- Date: ~1250–1350
- Place of origin: Worcester Cathedral Priory
- Language: Middle English
- Material: Music Notation

= Worcester Fragments =

The Worcester Fragments are a collection of medieval music associated with Worcester, England.

They are referred to as "fragments" because they no longer exist in one unified manuscript but have been reassembled from sheets used as book-binding material in later centuries.

==History==
The Worcester Fragments were originally created in the late 13th century or early 14th century. The original manuscript was probably broken up in the 1520s, bundled together into several collections of flyleaves that became saved in various books which had historical connections with Worcester. Some collections of fragments have been dated to C.1527–1531.

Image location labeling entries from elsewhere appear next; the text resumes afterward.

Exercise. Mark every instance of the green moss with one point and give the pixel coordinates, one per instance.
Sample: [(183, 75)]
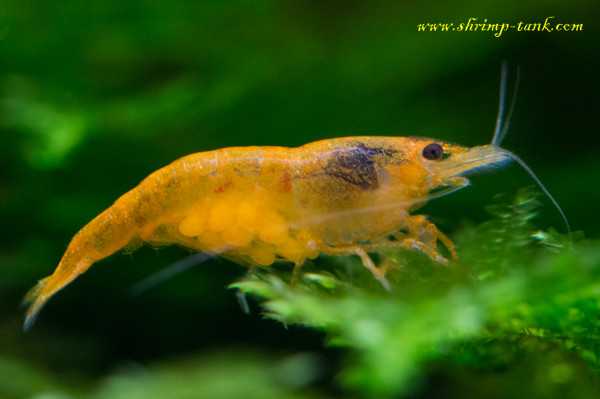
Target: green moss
[(514, 291)]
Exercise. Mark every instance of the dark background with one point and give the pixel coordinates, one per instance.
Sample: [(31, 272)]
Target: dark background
[(94, 96)]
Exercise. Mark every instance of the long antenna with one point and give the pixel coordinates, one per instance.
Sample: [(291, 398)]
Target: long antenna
[(503, 75), (500, 133)]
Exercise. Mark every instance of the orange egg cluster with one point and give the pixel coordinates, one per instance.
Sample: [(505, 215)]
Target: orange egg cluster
[(249, 225)]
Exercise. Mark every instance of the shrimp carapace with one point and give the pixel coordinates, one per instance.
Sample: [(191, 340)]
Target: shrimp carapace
[(259, 205)]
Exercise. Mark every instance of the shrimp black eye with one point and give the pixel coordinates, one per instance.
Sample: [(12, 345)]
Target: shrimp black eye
[(433, 152)]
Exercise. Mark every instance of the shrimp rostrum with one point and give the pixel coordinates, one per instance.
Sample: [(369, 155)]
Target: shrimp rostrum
[(259, 205)]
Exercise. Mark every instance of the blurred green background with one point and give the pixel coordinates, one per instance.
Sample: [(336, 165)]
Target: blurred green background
[(96, 95)]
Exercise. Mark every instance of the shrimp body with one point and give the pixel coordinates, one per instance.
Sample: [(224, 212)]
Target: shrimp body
[(258, 205)]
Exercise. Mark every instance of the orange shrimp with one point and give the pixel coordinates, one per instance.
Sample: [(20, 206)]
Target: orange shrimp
[(259, 205)]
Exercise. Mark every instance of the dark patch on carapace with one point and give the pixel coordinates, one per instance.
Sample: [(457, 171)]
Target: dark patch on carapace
[(356, 166)]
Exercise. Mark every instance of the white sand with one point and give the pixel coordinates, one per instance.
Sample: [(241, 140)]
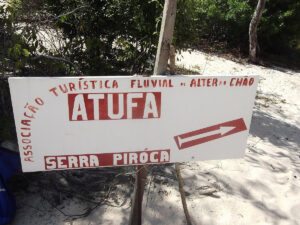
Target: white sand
[(264, 187)]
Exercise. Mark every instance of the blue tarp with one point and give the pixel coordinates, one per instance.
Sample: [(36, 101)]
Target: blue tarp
[(9, 165)]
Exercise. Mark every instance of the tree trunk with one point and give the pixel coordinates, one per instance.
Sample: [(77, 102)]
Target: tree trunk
[(253, 30), (165, 37)]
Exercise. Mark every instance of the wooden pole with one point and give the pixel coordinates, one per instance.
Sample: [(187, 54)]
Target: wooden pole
[(136, 208), (182, 194), (165, 37), (161, 63)]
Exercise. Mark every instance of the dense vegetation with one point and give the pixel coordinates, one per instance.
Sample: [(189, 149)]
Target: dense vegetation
[(71, 37)]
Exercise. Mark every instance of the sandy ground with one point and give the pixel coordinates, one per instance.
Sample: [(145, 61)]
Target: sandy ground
[(262, 188)]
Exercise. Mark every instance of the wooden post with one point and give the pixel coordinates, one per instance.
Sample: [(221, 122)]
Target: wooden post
[(161, 63), (165, 37), (136, 208)]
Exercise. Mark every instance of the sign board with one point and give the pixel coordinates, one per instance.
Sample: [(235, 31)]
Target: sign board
[(87, 122)]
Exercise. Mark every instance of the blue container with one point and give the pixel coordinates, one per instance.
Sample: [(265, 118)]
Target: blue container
[(9, 165)]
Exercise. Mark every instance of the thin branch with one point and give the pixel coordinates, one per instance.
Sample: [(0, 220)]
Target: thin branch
[(76, 68)]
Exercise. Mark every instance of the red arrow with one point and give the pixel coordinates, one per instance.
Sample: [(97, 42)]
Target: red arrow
[(206, 134)]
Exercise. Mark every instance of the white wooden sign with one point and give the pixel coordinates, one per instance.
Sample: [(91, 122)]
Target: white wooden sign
[(85, 122)]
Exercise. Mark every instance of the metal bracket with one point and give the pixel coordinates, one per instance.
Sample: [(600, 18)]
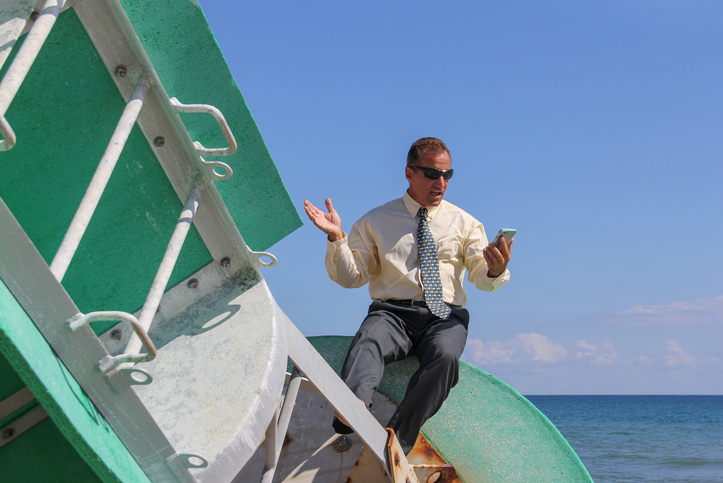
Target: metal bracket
[(203, 151), (19, 426), (121, 378), (8, 140), (258, 262), (186, 461), (109, 363)]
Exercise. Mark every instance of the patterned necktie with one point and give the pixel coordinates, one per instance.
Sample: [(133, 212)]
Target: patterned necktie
[(429, 264)]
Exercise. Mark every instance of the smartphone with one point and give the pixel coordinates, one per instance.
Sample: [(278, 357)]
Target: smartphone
[(507, 233)]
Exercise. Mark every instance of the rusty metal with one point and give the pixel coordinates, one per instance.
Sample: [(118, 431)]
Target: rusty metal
[(401, 470), (429, 466)]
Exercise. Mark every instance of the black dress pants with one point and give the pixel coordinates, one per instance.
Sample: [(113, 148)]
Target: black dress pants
[(392, 331)]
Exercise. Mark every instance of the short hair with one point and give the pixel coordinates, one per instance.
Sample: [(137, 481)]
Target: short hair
[(423, 146)]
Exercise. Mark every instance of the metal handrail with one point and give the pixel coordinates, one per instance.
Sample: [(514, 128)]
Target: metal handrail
[(98, 183), (163, 275), (20, 66)]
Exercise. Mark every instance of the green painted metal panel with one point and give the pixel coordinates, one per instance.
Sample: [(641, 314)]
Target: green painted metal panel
[(184, 53), (88, 449), (486, 429), (64, 115)]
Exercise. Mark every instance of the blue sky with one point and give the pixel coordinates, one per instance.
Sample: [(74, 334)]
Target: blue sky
[(594, 128)]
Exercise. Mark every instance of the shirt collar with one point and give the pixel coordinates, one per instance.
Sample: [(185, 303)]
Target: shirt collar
[(413, 207)]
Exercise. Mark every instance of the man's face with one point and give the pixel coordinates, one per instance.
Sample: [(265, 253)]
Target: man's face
[(428, 192)]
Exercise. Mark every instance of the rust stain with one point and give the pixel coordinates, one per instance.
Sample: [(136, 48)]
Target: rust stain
[(429, 465), (287, 441)]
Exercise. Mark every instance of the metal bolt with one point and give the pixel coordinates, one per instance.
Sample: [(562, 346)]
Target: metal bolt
[(342, 443)]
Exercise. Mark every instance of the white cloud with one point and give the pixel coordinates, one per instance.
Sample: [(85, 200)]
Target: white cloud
[(677, 356), (523, 347), (604, 354), (679, 312)]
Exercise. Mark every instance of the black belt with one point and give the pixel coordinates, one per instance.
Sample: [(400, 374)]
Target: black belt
[(418, 303)]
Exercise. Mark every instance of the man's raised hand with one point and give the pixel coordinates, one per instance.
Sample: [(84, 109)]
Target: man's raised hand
[(329, 223)]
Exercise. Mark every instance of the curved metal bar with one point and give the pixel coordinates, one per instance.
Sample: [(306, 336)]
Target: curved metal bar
[(208, 109), (109, 363)]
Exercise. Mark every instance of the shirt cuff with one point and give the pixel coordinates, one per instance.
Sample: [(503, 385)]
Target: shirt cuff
[(337, 245), (496, 283)]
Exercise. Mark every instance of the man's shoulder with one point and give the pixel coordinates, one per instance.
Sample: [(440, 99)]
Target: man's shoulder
[(452, 209), (390, 208)]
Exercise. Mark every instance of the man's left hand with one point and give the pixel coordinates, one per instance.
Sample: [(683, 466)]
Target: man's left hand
[(497, 257)]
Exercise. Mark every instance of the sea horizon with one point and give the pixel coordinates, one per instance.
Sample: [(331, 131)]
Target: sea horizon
[(641, 438)]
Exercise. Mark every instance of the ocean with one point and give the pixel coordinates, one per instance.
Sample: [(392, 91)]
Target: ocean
[(642, 439)]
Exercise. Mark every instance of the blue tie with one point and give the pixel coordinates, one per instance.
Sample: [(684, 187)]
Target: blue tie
[(429, 265)]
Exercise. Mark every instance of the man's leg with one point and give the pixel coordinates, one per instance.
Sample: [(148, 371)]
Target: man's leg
[(439, 350), (381, 339)]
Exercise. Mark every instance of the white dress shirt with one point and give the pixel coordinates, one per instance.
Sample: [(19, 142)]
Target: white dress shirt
[(382, 250)]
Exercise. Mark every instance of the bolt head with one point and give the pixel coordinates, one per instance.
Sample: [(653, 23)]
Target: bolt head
[(342, 443)]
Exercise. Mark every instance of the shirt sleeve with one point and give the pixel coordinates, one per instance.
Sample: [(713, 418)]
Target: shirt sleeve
[(349, 261), (476, 264)]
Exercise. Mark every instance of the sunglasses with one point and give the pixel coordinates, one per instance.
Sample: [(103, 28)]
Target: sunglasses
[(434, 173)]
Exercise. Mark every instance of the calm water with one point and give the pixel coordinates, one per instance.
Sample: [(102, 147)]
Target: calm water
[(642, 439)]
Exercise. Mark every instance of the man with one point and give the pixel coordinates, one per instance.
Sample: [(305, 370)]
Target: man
[(413, 252)]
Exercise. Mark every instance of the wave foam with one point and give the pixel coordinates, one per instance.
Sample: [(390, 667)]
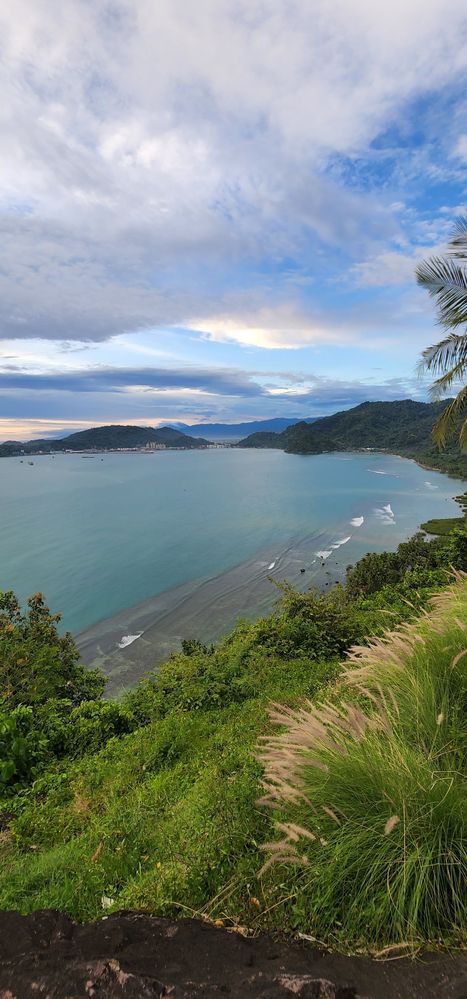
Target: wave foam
[(385, 514), (343, 542), (128, 640)]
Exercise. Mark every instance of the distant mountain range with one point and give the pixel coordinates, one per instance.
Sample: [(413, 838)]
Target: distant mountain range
[(106, 439), (235, 431), (403, 427)]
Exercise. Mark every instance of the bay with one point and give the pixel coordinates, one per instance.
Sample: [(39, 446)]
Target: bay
[(193, 539)]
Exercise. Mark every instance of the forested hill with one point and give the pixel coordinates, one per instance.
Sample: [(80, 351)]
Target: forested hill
[(403, 426), (107, 438)]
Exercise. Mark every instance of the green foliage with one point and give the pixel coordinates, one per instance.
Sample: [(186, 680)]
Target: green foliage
[(152, 802), (371, 802), (445, 278), (21, 747), (404, 426), (37, 663), (377, 570)]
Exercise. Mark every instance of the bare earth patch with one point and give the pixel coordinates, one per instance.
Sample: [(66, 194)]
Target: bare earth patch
[(142, 957)]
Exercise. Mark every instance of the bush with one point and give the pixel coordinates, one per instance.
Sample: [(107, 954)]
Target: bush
[(369, 790), (36, 663)]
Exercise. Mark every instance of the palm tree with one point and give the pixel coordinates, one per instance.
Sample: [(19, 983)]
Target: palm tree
[(445, 278)]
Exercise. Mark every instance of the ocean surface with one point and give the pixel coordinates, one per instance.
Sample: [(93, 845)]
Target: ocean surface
[(164, 545)]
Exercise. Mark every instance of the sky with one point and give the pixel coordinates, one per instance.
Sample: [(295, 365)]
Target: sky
[(212, 211)]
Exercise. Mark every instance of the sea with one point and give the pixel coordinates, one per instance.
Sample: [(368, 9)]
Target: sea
[(139, 550)]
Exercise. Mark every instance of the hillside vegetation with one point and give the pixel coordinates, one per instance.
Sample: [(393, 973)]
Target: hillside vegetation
[(404, 427), (152, 802), (105, 438)]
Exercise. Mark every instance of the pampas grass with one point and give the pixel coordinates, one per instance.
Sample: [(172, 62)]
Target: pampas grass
[(368, 788)]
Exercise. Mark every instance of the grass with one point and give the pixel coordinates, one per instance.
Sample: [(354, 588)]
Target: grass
[(444, 526), (167, 818), (369, 786)]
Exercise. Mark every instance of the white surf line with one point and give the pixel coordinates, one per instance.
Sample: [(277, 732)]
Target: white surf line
[(344, 541), (377, 471), (385, 514), (128, 640)]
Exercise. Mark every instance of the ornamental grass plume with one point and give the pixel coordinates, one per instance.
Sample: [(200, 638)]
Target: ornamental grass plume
[(368, 786)]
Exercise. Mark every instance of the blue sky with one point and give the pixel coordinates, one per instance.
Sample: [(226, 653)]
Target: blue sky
[(213, 211)]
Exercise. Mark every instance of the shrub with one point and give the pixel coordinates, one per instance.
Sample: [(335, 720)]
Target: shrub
[(369, 789), (36, 662)]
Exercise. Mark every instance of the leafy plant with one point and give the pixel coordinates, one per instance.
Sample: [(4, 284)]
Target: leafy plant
[(445, 278), (369, 789)]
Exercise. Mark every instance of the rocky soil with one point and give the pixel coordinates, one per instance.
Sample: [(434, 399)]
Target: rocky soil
[(135, 956)]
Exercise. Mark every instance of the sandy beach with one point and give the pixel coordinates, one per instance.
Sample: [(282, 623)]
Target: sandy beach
[(137, 640)]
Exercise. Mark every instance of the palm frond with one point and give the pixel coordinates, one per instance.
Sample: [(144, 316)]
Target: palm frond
[(448, 353), (458, 243), (446, 281), (447, 423), (439, 387)]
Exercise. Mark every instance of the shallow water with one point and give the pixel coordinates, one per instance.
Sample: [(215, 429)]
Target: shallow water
[(99, 536)]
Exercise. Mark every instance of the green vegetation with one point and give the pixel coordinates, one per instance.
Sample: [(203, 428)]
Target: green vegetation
[(370, 788), (403, 427), (445, 278), (447, 525), (152, 802)]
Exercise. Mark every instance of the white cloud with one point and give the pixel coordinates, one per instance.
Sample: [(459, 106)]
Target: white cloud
[(273, 328), (149, 150)]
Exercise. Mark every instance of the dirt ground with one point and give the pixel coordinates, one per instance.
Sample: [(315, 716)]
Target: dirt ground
[(142, 957)]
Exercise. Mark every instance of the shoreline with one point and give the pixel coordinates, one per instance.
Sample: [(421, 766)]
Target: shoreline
[(140, 638)]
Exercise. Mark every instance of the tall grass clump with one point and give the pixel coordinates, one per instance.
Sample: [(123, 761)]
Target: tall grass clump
[(367, 787)]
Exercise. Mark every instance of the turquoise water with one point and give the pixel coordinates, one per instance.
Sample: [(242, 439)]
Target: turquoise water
[(97, 536)]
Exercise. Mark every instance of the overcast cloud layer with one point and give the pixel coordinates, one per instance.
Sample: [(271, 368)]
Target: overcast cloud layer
[(214, 210)]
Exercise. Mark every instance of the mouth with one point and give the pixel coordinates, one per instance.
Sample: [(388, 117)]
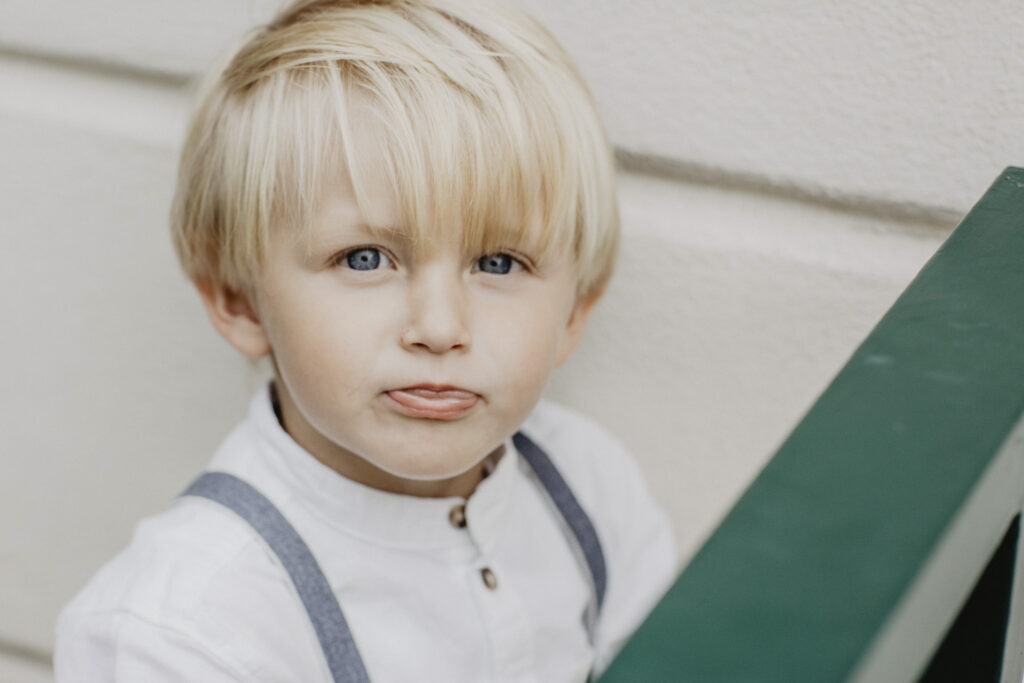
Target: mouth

Parts of what would be later identified as Worcester Fragments were first discovered in 1836. In 1906, The Worcester Cathedral Library was being catalogued, and it was then recognized that these scattered fragments came from the same source. Therefore, it was possible to piece them together. Reconstruction efforts began in 1924. By 1952, all known pieces has been both cataloged and transcribed.

The fragments are currently divided among three locations. The Worcester Cathedral Library holds the majority, and the British Library has fragments of four additional leaves. Fifteen other fragments recovered from late-medieval bindings at Worcester Cathedral Priory are housed at the Bodleian Library at Oxford. They are listed as 'Bodleian Library MS. Lat. liturg. d. 20'.

==Composition==
There are about 60 known fragments. Together, they comprise 25 short pieces of vocal music. It is the largest known collection of polyphonic music from the 13th century.

None of the fragments, when played, is longer than five minutes, with some as short as one minute long. They demonstrate a variety of musical forms from the period, including the conductus and motet. Parts of several polyphonic compositions attributed to Willelmus de Winchecumbe are included in the Worcester Fragments.